Sorry Herb,....my apologies for my part in "derailing" your thread, but sometimes is doesn't take much to get an ol' fart like me started on a rant,..... harold
No apology needed Harold. I was just using the description of man cave from the website.
I do know one guy that I see often who will address someone with "What up dawg?"
The first time I heard that I'm sure I had a puzzled look on my face.
you guys should visit what I call MY TOY BOX,one model t with some dust on it BUT just got retarded and now have a LITTLE time in between the honey do list to hopefuly geterdone or at least hear it rattle some before the grass gets above my feet. man cave? ###@%%^$&!!its a place where some one that don't work or pay taxes goes to brag about [you cant afford that] so move on.I wish I had the funds to go see those wonderfull cars of yesteryear and congradulate each and every one of you that lost sleep over spending that big buck to save a truly wonderfull part of the American way of life..YES I LOVE MY WIFE BUT I ALSO LOVE MY 21 T TOO.Greg
This is exactly why I dont encourage anybody to stop by and see one of the largest collections of accessory model t carburetors anywhere, my toys, my guitars, my collector tractors, my willy s jeeps,my Montana branding iron collection going back historic 1880s, my extensive and early collection of singing cowboy songbook and sheet music or anything else I worked and saved to buy. There is always somebody more than willing to badmouth anything and anybody. I've heard that bull all my life and don't need any more of it. Is it any wonder this hobby attracts so few young people? The last thing I would want to do if I was 25 instead of 75 is listen to this .

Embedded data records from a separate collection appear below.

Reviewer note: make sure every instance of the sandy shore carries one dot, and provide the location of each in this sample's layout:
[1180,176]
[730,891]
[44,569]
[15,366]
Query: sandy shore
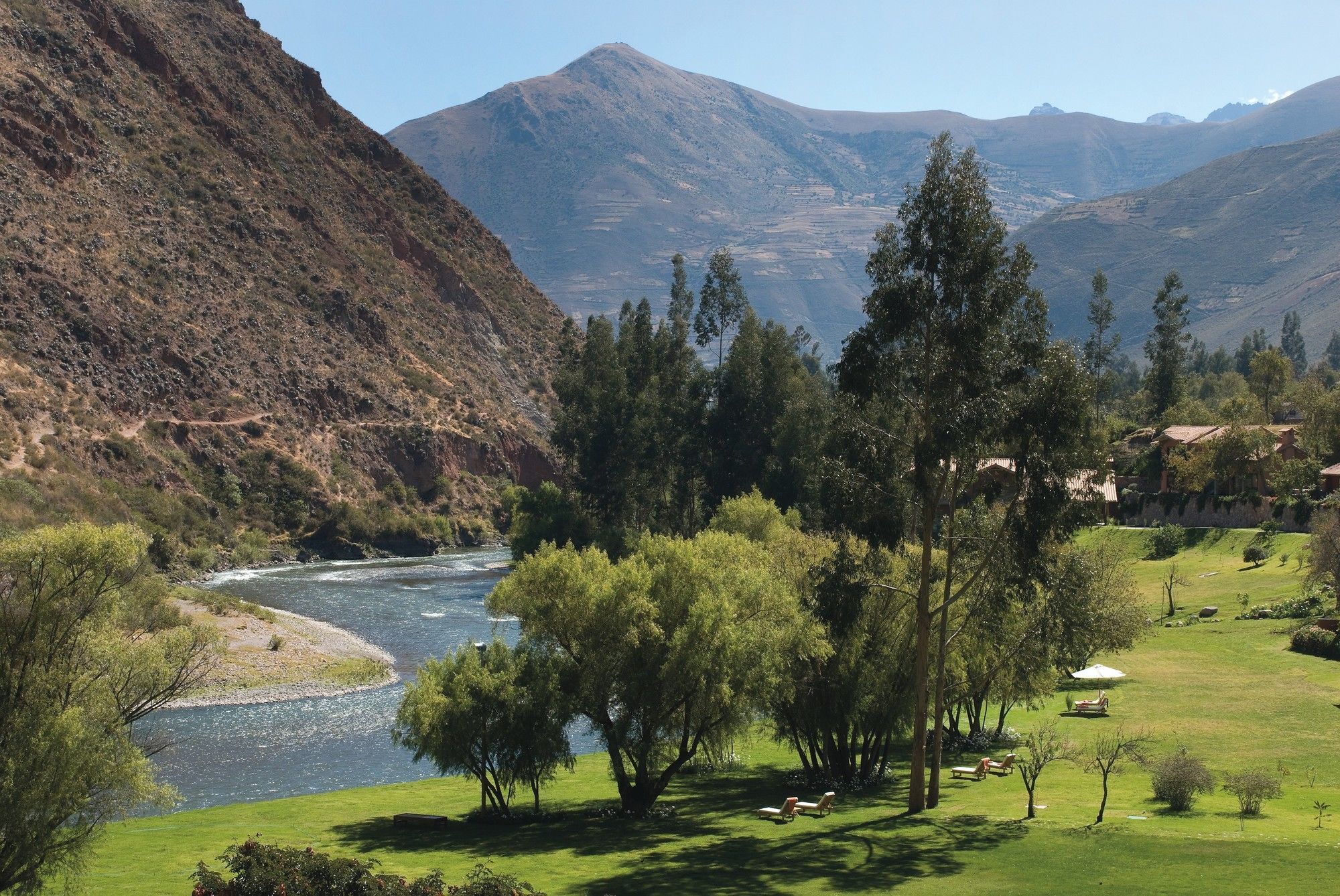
[313,660]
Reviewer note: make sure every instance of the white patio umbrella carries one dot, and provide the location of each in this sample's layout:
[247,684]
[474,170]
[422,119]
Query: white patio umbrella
[1098,670]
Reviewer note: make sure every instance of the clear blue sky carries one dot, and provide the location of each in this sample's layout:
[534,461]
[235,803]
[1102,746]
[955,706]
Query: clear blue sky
[391,61]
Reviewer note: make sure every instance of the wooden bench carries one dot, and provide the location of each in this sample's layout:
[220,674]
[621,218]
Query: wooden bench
[419,820]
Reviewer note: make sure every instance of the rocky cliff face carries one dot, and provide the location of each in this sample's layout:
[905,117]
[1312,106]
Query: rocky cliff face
[198,238]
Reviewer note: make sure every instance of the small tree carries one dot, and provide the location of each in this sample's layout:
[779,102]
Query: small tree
[1252,788]
[1271,373]
[1172,581]
[1179,779]
[1168,345]
[1110,753]
[675,648]
[1043,747]
[722,302]
[498,716]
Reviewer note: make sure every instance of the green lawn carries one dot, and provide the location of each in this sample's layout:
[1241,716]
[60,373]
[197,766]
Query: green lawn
[1228,690]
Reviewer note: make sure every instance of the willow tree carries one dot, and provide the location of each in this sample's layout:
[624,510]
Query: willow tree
[89,645]
[667,653]
[953,365]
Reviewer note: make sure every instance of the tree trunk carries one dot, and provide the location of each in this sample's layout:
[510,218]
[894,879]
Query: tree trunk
[921,668]
[937,748]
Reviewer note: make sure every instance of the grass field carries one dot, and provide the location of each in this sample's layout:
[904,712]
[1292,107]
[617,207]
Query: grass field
[1227,690]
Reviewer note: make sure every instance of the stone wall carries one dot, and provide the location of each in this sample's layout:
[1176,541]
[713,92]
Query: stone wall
[1242,515]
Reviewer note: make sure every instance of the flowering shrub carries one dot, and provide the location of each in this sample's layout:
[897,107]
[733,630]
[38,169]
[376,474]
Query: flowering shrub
[1306,606]
[1315,642]
[261,870]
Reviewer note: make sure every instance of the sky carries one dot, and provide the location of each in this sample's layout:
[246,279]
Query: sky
[392,61]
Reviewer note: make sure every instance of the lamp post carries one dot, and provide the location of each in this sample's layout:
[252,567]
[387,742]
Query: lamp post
[483,649]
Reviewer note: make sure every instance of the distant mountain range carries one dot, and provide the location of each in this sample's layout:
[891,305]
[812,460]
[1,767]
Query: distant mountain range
[1254,235]
[597,175]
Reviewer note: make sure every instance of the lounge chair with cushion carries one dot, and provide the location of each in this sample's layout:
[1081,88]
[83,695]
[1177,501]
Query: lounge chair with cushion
[786,814]
[1093,706]
[976,772]
[822,808]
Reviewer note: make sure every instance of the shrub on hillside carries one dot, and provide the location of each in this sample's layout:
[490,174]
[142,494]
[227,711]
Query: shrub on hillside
[1180,779]
[261,870]
[1166,540]
[1315,642]
[1306,606]
[1256,555]
[1252,788]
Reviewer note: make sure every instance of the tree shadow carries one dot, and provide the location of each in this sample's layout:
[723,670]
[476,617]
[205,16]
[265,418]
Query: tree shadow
[872,855]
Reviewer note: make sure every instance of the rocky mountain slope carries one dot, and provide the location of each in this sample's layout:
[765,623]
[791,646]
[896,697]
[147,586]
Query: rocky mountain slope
[1254,235]
[597,175]
[216,281]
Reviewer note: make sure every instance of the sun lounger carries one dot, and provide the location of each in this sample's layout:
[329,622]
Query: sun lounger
[976,772]
[419,819]
[786,814]
[1093,706]
[822,808]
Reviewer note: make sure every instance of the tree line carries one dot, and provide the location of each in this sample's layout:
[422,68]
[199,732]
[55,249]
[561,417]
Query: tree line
[774,539]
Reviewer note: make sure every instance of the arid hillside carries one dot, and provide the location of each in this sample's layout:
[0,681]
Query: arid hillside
[598,173]
[223,295]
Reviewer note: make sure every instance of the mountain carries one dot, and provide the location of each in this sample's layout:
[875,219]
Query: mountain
[1166,119]
[1254,235]
[226,301]
[598,173]
[1233,112]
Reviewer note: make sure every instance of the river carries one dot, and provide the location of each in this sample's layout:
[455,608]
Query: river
[411,607]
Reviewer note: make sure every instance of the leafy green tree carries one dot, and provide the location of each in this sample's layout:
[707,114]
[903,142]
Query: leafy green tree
[89,645]
[1252,344]
[498,716]
[545,514]
[760,380]
[1271,373]
[848,708]
[722,302]
[1292,345]
[681,297]
[953,362]
[667,652]
[1101,349]
[1166,346]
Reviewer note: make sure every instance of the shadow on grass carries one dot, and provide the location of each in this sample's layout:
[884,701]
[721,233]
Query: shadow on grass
[716,844]
[876,855]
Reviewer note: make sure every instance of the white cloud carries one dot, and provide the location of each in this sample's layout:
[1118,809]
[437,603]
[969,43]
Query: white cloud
[1271,97]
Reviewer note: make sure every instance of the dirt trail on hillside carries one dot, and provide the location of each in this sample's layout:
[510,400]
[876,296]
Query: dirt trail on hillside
[40,432]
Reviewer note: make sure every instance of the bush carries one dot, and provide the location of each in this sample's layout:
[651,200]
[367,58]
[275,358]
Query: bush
[203,558]
[261,870]
[1315,642]
[1179,779]
[1306,606]
[1166,540]
[1252,788]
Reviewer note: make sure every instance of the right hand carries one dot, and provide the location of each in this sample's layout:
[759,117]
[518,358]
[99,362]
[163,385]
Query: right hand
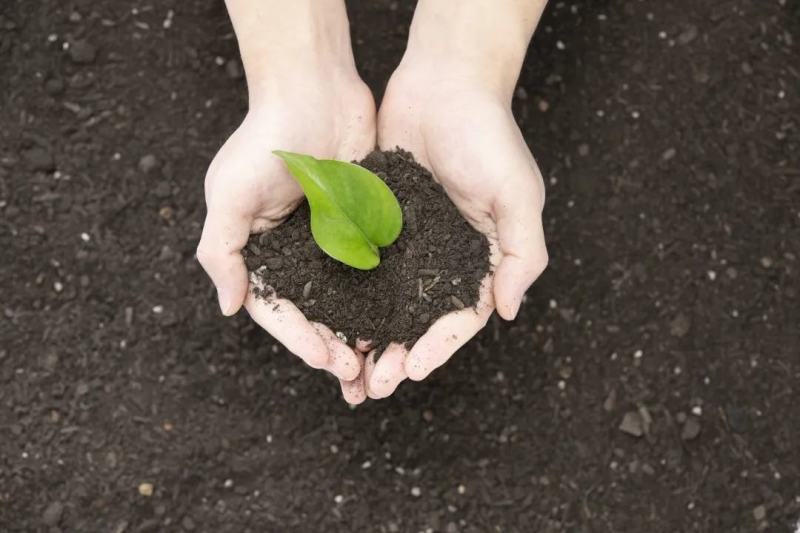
[328,114]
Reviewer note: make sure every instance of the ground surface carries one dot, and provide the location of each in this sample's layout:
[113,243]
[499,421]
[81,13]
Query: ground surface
[668,134]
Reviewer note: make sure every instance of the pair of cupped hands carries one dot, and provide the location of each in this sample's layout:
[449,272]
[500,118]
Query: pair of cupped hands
[459,128]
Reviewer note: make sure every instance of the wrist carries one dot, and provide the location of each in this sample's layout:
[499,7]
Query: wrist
[481,42]
[283,44]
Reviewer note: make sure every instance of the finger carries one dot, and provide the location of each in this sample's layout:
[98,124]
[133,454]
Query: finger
[354,391]
[225,233]
[522,244]
[389,372]
[343,362]
[369,366]
[363,346]
[288,326]
[448,334]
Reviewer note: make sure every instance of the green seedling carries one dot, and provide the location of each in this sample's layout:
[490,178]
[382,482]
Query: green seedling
[353,212]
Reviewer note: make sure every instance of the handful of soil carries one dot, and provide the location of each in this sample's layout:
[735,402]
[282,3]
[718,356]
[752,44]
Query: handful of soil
[434,267]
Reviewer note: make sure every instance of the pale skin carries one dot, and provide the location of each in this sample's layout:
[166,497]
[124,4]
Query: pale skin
[448,103]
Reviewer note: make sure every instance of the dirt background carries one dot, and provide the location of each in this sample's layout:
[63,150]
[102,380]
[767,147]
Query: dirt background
[668,135]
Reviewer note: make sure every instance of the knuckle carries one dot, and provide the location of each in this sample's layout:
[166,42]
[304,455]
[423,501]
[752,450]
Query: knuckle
[316,359]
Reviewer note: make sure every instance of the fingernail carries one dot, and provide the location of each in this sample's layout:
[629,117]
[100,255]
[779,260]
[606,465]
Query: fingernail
[514,307]
[225,301]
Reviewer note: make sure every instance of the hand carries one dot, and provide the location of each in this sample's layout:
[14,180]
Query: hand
[317,105]
[463,131]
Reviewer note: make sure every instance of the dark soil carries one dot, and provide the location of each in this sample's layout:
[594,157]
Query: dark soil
[434,267]
[668,134]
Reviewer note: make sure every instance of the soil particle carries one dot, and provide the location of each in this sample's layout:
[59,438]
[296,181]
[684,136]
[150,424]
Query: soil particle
[54,86]
[760,513]
[691,429]
[188,524]
[632,424]
[679,326]
[738,419]
[148,163]
[52,515]
[82,52]
[39,159]
[234,69]
[409,290]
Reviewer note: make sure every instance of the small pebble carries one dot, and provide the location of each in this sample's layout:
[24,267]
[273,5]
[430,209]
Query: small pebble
[760,513]
[680,325]
[691,429]
[688,35]
[82,52]
[146,489]
[632,424]
[234,69]
[148,163]
[52,515]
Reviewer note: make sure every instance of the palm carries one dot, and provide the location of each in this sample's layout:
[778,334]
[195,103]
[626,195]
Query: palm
[248,189]
[468,139]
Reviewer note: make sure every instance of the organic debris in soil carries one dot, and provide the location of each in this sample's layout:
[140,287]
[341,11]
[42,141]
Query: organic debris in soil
[435,266]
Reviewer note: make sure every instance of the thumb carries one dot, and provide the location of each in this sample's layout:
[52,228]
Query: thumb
[524,254]
[225,233]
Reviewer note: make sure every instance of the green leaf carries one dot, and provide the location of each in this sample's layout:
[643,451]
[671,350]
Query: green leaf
[353,212]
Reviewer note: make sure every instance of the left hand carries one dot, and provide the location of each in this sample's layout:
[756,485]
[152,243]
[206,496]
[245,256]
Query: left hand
[465,134]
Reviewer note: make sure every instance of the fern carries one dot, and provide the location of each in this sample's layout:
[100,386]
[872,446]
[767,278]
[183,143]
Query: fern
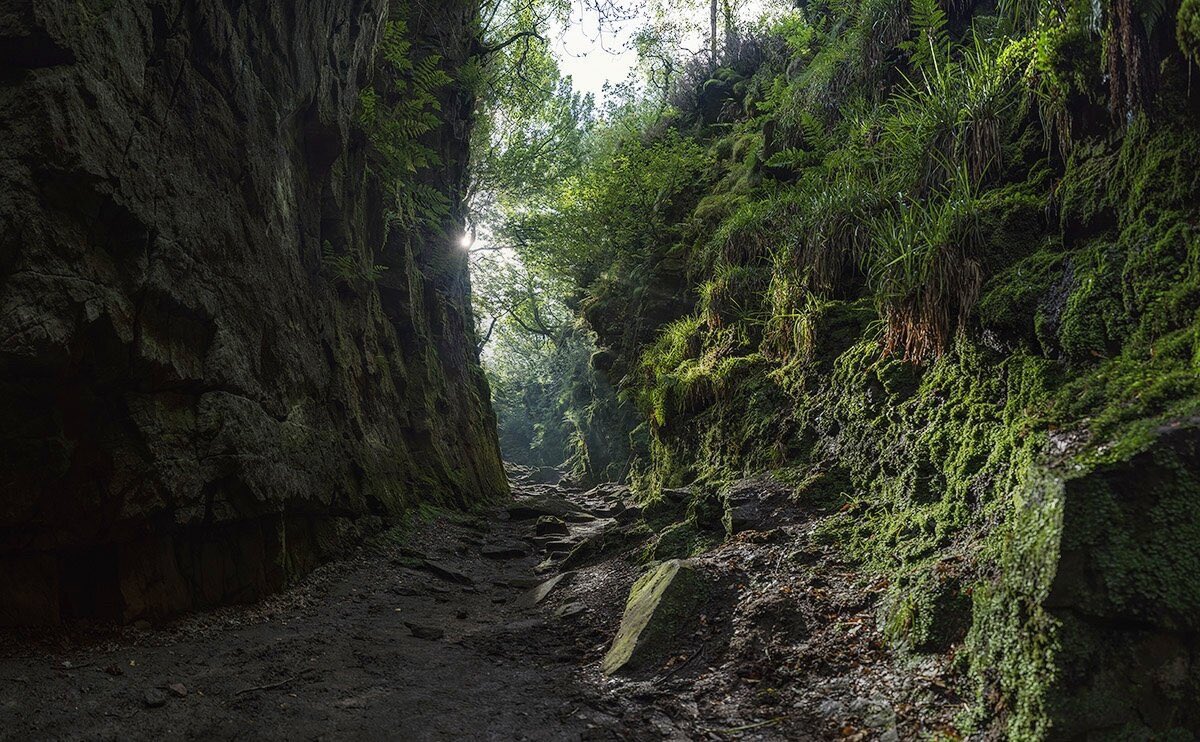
[929,51]
[399,121]
[346,269]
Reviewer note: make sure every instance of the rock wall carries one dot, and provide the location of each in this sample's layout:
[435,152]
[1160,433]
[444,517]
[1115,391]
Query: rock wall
[193,407]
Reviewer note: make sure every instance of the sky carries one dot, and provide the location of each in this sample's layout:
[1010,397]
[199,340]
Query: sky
[592,55]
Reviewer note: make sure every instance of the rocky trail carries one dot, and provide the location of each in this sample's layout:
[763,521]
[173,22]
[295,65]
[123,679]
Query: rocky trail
[499,626]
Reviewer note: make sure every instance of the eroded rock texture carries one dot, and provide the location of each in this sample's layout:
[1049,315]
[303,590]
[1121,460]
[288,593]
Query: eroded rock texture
[192,407]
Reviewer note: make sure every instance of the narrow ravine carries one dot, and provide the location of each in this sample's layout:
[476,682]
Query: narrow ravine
[480,628]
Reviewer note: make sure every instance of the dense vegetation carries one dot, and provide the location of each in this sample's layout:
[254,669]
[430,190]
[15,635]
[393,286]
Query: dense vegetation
[935,264]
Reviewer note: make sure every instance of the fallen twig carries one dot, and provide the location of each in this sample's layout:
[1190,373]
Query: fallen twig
[271,686]
[749,726]
[681,665]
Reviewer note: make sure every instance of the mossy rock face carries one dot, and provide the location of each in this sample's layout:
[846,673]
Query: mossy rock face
[660,611]
[1127,594]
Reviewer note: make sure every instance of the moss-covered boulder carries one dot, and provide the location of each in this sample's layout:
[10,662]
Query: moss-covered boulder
[659,612]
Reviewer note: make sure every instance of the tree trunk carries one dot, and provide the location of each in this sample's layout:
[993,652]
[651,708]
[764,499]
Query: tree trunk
[712,18]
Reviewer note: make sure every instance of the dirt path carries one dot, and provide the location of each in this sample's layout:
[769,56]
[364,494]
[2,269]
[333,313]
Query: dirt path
[433,636]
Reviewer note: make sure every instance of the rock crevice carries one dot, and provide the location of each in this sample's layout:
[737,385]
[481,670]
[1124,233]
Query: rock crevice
[192,407]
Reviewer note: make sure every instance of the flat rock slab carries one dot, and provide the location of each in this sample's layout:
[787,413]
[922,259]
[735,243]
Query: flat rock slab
[429,633]
[660,610]
[539,593]
[447,573]
[551,525]
[514,550]
[545,506]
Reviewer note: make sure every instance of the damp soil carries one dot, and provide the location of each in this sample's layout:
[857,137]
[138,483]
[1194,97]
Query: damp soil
[431,633]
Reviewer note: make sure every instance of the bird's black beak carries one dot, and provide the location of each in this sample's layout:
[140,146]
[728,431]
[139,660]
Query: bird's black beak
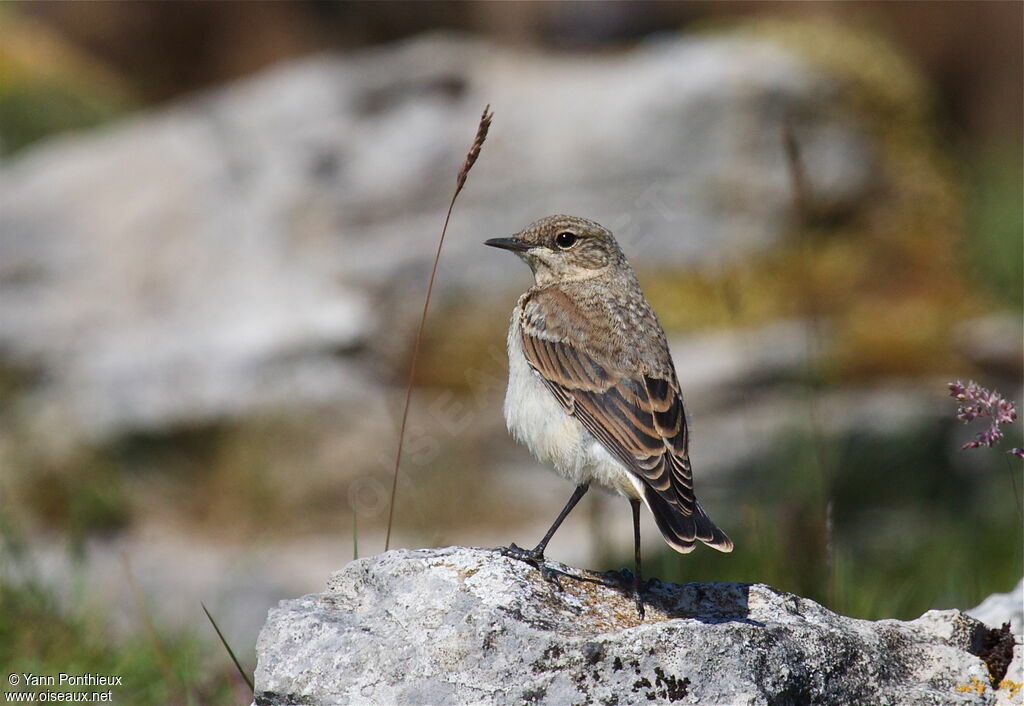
[513,244]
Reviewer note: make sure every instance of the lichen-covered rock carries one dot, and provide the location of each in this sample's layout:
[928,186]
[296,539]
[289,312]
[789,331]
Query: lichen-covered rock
[470,626]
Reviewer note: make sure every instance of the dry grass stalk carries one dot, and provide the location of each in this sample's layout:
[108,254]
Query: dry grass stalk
[474,153]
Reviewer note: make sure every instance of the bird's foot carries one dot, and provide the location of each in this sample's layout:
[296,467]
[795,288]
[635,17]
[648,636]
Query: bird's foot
[534,557]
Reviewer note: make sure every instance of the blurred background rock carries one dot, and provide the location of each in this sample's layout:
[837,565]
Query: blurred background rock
[216,224]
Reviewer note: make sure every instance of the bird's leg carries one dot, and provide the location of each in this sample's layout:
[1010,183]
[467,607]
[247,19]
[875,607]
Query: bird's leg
[637,580]
[535,556]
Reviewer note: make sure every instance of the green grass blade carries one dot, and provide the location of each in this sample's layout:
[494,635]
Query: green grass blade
[230,652]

I wouldn't have dared!! However, in High school I developed a triple negative sentence I pulled on Mrs. Day (HS English teach). I don't know that she appreciated my creativity.
Stan, I wouldn't show your stuff to anyone but folks you know well, there's too many stick fingers & sticky semis around nowadays, if you catch my meaning.
Sad, isn't it?
Agree with Stan. They're selling some excellent items. If I had hot & cold running money I'd be there. But I don't, so I'm devoting my limited resources to Model T stuff.